云姒頻頻皺眉,眸中涌上陰郁,懊悔自己的蠢笨,也惱恨那人沒有心肺,她娘待她那么好,竟被這種人反咬一口。
“如果真的是我娘屋里的婢女夕晴,她們無冤無仇,這么做是為了什么?她又得不到任何好處……”云姒鎖眉,支著頤凝思細想,兀自喃喃道:“若非要說,那此事唯一得利的只有柳氏了,而且憑夕晴的身份也不敢如此,莫非……她是聽了柳氏的唆使?”
她尤為認真地在尋找蛛絲馬跡,齊璟似笑非笑:“還不算太笨。”
他這話的意思是她說對了?
云姒一凜:“真的是柳氏!”
齊璟卻是不以為然,不否認也未認同,只是神情幽邃,曲指輕叩著桌案。
他半晌不語,云姒覺得他一定知道什么,一著急,抬手攀了他的手臂,輕晃了晃,聲調不自覺染著嬌嗔:“陛下,求你了,快告訴我吧!”
第19章 侍君
他半晌不語,云姒覺得他一定知道什么,一著急,抬手攀了他的手臂,輕晃了晃,聲調不自覺染著嬌嗔:“陛下,求你了,快告訴我吧!”
叩案的指倏然一頓,齊璟目光低了低,那雙柔白纖手,就這么放肆妄為地在他的蟒袍闊袖上扶著,女子眼底漫著的迫切深深淺淺,只顧著要他說話,卻忘了此刻的逾越之舉。
清顏倒映在他深眸中,那人窈窕的身子掩在他厚暖的狐裘之下,秀發微香,急躁的追問卻叫人如何也怪不起來,反而勾起了他絲絲縷縷的觸動。
在那段深藏心底的記憶里,她也曾這般搖著他的手腕,不許他賣關子,每回都迫不及待地催他快講故事的后續。

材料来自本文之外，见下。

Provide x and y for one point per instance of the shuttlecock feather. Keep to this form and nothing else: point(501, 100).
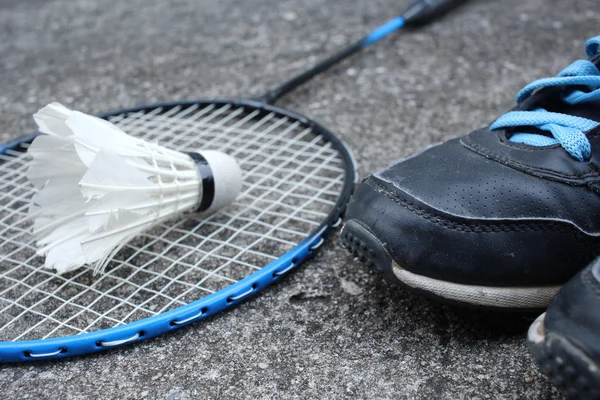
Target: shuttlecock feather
point(98, 187)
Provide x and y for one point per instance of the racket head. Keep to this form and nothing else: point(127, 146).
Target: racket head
point(38, 306)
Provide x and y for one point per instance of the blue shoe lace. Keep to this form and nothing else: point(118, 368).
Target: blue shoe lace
point(566, 130)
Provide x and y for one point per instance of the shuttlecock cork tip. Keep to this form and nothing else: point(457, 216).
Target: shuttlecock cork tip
point(227, 180)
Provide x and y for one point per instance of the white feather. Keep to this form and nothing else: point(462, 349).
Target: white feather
point(98, 188)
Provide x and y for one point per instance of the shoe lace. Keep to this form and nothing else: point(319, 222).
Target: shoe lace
point(566, 130)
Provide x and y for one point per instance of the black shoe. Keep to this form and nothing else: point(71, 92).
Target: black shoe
point(502, 217)
point(565, 340)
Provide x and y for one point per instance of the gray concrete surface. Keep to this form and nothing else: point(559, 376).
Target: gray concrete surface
point(333, 329)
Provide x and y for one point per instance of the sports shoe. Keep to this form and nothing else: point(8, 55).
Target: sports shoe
point(499, 218)
point(565, 340)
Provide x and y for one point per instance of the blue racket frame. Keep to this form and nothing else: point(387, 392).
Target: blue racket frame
point(68, 346)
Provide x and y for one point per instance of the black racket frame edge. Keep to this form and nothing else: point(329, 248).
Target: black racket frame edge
point(350, 168)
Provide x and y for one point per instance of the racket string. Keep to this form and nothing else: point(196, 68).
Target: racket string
point(292, 179)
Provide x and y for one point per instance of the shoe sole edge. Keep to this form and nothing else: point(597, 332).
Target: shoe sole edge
point(365, 246)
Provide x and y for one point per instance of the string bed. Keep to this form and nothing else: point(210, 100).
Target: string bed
point(292, 179)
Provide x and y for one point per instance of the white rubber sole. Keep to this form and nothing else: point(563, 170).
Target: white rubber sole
point(485, 296)
point(536, 334)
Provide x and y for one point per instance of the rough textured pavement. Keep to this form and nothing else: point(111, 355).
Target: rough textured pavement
point(333, 329)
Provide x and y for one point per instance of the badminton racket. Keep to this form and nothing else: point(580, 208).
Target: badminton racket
point(297, 178)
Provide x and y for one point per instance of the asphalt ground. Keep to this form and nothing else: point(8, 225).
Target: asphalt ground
point(333, 329)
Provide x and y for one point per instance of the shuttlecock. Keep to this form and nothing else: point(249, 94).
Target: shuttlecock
point(98, 187)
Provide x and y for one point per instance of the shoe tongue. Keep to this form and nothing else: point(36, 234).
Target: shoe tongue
point(589, 110)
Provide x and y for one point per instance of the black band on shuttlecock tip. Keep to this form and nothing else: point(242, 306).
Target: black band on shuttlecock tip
point(208, 181)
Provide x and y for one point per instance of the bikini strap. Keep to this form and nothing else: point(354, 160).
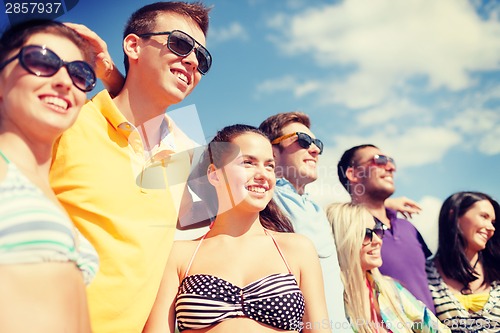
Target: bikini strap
point(194, 254)
point(4, 157)
point(279, 250)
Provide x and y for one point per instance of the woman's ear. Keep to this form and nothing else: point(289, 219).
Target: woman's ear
point(212, 175)
point(131, 46)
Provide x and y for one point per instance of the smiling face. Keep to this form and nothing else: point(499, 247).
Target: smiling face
point(168, 77)
point(294, 163)
point(370, 256)
point(368, 179)
point(246, 181)
point(40, 107)
point(477, 225)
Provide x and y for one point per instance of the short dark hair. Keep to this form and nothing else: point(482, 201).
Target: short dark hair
point(346, 161)
point(16, 36)
point(271, 217)
point(452, 244)
point(273, 126)
point(144, 19)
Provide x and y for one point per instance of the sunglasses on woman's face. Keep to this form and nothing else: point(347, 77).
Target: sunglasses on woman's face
point(181, 44)
point(304, 140)
point(378, 230)
point(41, 61)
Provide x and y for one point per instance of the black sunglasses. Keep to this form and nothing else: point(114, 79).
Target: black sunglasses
point(181, 44)
point(380, 160)
point(303, 139)
point(41, 61)
point(378, 230)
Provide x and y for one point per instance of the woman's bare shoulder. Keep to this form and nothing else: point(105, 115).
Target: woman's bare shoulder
point(293, 241)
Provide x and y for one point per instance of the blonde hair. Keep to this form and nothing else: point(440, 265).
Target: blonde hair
point(348, 226)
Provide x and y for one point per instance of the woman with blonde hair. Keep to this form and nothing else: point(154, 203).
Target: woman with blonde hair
point(373, 302)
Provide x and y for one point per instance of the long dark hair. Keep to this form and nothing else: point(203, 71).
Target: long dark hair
point(271, 217)
point(16, 36)
point(452, 244)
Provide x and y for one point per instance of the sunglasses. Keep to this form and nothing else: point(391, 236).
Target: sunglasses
point(380, 160)
point(181, 44)
point(303, 139)
point(378, 230)
point(41, 61)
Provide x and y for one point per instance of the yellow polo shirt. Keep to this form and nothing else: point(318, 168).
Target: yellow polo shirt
point(125, 203)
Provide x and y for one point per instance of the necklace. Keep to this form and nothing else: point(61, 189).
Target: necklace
point(466, 289)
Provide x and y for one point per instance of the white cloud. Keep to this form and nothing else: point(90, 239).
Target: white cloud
point(490, 143)
point(476, 121)
point(427, 221)
point(411, 147)
point(234, 31)
point(389, 42)
point(481, 128)
point(391, 111)
point(287, 83)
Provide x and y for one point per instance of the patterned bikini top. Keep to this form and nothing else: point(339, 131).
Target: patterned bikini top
point(204, 300)
point(34, 230)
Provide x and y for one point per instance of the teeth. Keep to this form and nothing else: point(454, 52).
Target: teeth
point(257, 189)
point(181, 76)
point(55, 101)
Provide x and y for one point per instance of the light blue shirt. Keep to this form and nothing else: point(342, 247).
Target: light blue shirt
point(310, 220)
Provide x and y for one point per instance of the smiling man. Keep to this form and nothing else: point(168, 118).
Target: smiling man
point(368, 175)
point(120, 171)
point(296, 151)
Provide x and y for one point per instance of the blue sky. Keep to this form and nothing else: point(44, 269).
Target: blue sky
point(418, 78)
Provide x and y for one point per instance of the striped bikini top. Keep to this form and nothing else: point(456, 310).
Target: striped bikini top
point(34, 230)
point(205, 300)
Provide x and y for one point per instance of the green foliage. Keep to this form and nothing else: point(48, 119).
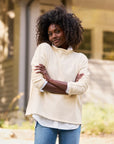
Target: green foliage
point(98, 119)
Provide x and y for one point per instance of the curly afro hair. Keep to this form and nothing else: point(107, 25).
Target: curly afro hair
point(70, 24)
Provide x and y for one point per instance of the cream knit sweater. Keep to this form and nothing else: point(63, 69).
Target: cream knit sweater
point(61, 65)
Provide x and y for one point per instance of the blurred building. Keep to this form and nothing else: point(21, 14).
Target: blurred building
point(17, 41)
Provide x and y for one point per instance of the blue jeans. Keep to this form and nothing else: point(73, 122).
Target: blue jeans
point(45, 135)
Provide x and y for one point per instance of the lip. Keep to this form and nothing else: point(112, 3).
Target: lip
point(55, 41)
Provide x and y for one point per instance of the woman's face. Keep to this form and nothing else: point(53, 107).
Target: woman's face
point(56, 36)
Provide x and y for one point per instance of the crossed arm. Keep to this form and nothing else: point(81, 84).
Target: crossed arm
point(54, 86)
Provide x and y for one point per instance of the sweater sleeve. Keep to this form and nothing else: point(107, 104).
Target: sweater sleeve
point(79, 87)
point(40, 57)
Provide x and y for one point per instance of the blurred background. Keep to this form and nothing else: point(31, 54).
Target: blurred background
point(18, 43)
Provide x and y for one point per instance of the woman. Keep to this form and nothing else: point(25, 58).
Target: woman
point(59, 78)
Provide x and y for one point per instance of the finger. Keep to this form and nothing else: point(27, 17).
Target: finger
point(41, 65)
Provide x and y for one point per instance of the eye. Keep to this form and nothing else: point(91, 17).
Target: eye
point(49, 34)
point(57, 31)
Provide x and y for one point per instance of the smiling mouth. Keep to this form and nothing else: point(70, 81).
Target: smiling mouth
point(55, 41)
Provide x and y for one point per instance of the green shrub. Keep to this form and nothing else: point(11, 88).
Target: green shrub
point(98, 119)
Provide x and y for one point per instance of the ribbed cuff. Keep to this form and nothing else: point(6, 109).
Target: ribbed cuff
point(41, 90)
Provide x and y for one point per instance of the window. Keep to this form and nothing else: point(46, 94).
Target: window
point(7, 29)
point(108, 46)
point(85, 46)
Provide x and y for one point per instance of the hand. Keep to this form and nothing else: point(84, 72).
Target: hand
point(78, 77)
point(41, 69)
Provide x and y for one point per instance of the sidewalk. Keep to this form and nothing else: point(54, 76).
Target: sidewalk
point(8, 136)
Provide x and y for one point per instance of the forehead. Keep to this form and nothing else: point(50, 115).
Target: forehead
point(54, 26)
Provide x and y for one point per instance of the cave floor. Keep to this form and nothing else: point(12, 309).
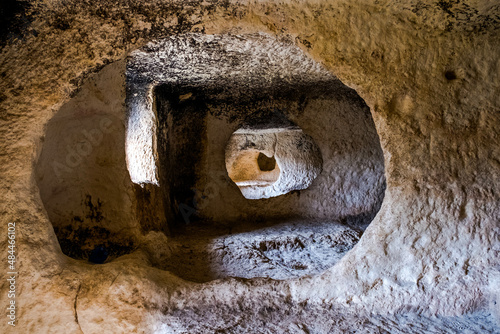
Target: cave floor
point(283, 250)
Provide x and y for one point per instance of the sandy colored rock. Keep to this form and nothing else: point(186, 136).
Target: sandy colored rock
point(429, 260)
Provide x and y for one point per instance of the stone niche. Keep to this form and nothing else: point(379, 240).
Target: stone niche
point(241, 141)
point(249, 142)
point(271, 162)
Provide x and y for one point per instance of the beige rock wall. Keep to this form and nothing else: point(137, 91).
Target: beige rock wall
point(434, 246)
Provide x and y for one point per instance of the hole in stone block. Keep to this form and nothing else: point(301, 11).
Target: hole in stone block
point(181, 115)
point(265, 163)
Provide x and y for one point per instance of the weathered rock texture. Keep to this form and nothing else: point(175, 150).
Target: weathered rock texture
point(272, 162)
point(430, 259)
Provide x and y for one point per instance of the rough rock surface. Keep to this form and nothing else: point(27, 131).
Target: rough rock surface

那雙手還無意地搭在他的臂上,雖隔了層層衣物,但那人指間因心緒而微微收攏的力度,令他想起昨夜握住他手指的溫軟。
淺撩心脾,如絲如扣。
御書房內暗香隱隱沉浮,彌漫在他的鼻尖,柔沁肺腑,難以分辨那是金爐中的幽幽檀香,還是女子清魅如水的氣息,總之纏綿般流連全身,點點滲透骨髓,似是輕易就能將男人心里筑起的城墻寸寸瓦解。
云姒明眸如星,蘊著渴盼和他對望,齊璟黢黑的瞳仁微微一動,隨后他斂下深俊的雙眸,將目光緩緩側回。
許是香氣太過惑人,齊璟合了眼,淡淡出聲,嗓音較之以往稍沉:“先去將熏香熄了。”
云姒微愣,見他閉目調息,似是倦怠了,但紫檀香焚著恰好提神醒腦,熄了做什么?
她疑惑一瞬,最后還是應聲站起。